After selecting the preview button a full view preview of your image will be displayed. The layers may appear to be out of position; the viewport size will be set to that of the background layer (so will probably be oversized) and when you mouse over the image nothing will happen - all this is to be expected as we haven't set any of the configuration options yet.
In the image above you can see a toolbar at the bottom of the window, this wont initially be visible and you'll need to scroll down to reveal it. Using the tools within the toolbar we'll be able to configure the behaviour of the parallax image. We'll start by running through what each tool does.
The layer select tool allows you to specify which layer you are configuring. Some configuration options apply to the whole image whereas others only apply to the currently selected layer. Initially the first layer (our background layer) is selected. Click on any of the other numbers to select a different layer.
The move layer tool allows you to change the initial position of the currently selected layer. When the tool is on transparent pixels in the currently selected layer will be tinted red and all other layers will be static. To move the layer click anywhere within the image and then drag the layer to a new position.
When the move tool is off the image will return to the preview state and behave as configured.
The set layer movement tool allows you to define how much the currently selected layer will move along its axis relative to the movement of the mouse. The distance for the X and Y axis is given as a percentage of the viewport width and height respectively.

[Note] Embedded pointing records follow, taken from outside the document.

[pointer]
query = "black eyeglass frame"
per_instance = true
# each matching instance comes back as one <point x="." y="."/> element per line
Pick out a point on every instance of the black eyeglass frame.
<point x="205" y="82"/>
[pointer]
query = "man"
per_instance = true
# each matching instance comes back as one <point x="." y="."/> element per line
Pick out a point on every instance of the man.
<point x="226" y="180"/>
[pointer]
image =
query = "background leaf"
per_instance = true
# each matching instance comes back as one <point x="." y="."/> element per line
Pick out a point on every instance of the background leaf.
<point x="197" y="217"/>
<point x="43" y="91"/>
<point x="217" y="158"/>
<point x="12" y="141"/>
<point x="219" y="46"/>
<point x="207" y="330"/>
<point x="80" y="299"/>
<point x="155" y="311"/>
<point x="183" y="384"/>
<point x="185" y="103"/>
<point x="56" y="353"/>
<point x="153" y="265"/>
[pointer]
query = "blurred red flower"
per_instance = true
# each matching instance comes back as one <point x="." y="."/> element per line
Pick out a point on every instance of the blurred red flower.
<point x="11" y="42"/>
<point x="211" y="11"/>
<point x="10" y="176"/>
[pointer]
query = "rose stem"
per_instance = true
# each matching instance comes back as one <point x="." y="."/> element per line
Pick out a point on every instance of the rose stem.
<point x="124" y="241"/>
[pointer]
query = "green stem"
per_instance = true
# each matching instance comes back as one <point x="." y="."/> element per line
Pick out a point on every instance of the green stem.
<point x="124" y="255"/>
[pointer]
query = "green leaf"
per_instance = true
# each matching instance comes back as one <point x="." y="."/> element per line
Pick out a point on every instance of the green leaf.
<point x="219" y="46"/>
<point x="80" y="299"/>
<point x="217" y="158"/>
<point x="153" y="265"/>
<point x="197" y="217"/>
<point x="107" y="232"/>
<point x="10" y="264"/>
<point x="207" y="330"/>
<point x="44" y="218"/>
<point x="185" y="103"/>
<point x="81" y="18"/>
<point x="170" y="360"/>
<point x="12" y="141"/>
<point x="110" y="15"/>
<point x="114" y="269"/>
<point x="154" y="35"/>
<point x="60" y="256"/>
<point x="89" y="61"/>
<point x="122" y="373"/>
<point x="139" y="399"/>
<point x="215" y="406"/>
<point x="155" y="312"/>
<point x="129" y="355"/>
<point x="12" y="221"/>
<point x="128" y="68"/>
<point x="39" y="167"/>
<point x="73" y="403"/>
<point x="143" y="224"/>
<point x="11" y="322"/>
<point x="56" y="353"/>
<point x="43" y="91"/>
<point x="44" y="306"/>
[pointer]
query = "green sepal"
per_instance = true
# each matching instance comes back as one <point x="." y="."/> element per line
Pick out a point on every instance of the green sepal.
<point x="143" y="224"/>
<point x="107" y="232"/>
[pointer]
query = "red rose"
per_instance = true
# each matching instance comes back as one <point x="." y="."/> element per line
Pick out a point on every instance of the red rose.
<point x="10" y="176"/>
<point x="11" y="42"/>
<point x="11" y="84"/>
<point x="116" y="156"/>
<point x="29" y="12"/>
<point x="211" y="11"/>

For example, given a viewport 1,000 pixels wide, if we set the value of X to 10% then when the viewer's mouse is positioned far left the layer will appear -100px from it's initial position and when positioned far right it will appear +100px from it's initial position.
If the X or Y movement of the mouse is linked to the Z axis then the percentage given is applied as scale, for example if the Y mouse movement is linked to the Z axis and the value of Y is 10%, then when the viewer's mouse is positioned at the top of the viewport the layer will appear at a scale of 0.9 (90%), and when positioned at the bottom of the viewport the layer will appear at a scale of 1.1 (110%).
Tip: Start with distance values between 1-10% and then adjust in small increments. Higher values can be a little disorientating initially.
Tip: Make sure you check each layer's position when the mouse cursor is at each edge of the image, if a layer has a cropped edge and this is visible when the mouse is position at one edge of the image it will somewhat ruin the illusion.
The viewport size tool allows you to set the size in pixels of the parallax image. In most cases the viewport will be smaller in size than the layers themselves to allow them to move within the viewport and not reveal their edges.
The axes tool allows you to link the movement of the user's mouse to an axis in the parallax image, where:
- X axis moves layers within the image horizontally
- Y axis moves layers within the image vertically
- Z axis scales layers within the image giving the impression that they are moving closer or further away from the camera
Putting it all together
The following video runs through the configuration of the parallax image in this tutorial. Remember there's no one way to configure a parallax image, and each image is different, so allow yourself a little time to experiment with the different options.
Parallax images are a new feature of the 3dtotal website and we're really excited to see what's possible when put in the hands of our talented community of artists.